All five House of Representatives in the Columbia area have shown an interest in extending legislation from smokers to tobacco smoke exposure. They need examples (and stories) from residential health care facilities and residents.
These “health care” facilities can act on their own under existing law. Education is needed here as much as it is for individuals. Further legislation is only needed when facilities fail to protect residents from third hand tobacco smoke exposure for a number of reasons.

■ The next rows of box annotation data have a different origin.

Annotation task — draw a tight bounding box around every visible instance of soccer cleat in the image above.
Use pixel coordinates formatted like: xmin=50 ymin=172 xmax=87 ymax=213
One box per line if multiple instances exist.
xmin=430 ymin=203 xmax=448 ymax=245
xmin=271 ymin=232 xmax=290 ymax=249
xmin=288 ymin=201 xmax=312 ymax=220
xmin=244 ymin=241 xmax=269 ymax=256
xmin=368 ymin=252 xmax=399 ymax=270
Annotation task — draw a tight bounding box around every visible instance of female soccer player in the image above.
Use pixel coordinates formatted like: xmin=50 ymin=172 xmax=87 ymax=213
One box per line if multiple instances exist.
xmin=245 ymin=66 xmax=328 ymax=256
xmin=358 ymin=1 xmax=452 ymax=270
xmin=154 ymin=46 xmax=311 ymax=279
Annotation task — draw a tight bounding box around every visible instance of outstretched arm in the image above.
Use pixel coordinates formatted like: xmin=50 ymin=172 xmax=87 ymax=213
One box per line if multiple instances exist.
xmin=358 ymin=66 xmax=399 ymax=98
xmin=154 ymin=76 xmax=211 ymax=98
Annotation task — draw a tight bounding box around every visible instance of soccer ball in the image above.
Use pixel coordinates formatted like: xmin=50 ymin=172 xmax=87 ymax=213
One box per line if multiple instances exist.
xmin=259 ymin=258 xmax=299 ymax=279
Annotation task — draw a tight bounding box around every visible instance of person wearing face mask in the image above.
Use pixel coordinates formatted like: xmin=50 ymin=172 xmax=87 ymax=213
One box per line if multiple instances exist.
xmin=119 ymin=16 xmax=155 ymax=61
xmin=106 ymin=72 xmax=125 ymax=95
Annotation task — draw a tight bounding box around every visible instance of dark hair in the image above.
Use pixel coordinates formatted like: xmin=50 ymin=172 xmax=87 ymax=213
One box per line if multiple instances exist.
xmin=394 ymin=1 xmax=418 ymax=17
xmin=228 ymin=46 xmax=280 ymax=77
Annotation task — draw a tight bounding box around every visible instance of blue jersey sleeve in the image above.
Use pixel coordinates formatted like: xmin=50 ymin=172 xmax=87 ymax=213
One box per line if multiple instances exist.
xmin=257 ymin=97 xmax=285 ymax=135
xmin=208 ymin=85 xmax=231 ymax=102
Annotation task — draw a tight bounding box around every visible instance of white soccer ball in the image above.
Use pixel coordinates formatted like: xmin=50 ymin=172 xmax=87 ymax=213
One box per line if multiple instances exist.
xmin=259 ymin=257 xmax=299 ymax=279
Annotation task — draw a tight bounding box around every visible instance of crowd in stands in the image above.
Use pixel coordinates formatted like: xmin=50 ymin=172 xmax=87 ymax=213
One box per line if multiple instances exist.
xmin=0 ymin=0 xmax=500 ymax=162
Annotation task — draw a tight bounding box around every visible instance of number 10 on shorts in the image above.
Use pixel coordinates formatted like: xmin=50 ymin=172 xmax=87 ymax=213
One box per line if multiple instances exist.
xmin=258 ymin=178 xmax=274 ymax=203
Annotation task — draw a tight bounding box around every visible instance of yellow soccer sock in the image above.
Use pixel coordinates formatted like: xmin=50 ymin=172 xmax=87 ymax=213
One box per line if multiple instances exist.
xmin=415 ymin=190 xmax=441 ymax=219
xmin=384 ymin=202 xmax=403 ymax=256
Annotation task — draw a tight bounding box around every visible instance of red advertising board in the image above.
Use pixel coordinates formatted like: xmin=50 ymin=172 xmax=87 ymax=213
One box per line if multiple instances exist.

[There is a curious, and clever, use of terms in tobacco smoke legislation. Businesses that promote health (prevention) and businesses that cure diseases related to tobacco smoke are treated differently.  Until recently doctors and hospitals did not promote health and did not get reimbursed by medical insurance for promoting health. The classification of residential health care is also murky.]
For legislation to be effective, it must not be compromised by the usual tobacco company tactics of supporting a bill that looks good but which is deceptive. Residential health care facilities need to be active now before work on a bill starts this summer: clean up the air (profitably) or create laws with unknown consequences.
If interested, please comment on this post or email rahart1@outlook.com.  We have a lot of work to do before someone else does it for us and not necessarily for our benefit.

Thank you.


Osher Lifelong Learning Institute at the University of Missouri, Spring 2018.

Osher 1: John Kultgen, Life Choices from Existential Perspectives: Kierkegaard and Sartre.

Osher 2: Cindy Claycomb, Understanding Behavior and Change Through Trans-State Induction Theory. [grounded in existentialism]

Osher 3: Michael Connelly, Before and After "How a Bill Becomes a Law:" The "How, What, Why and Why Not?" for Regular People.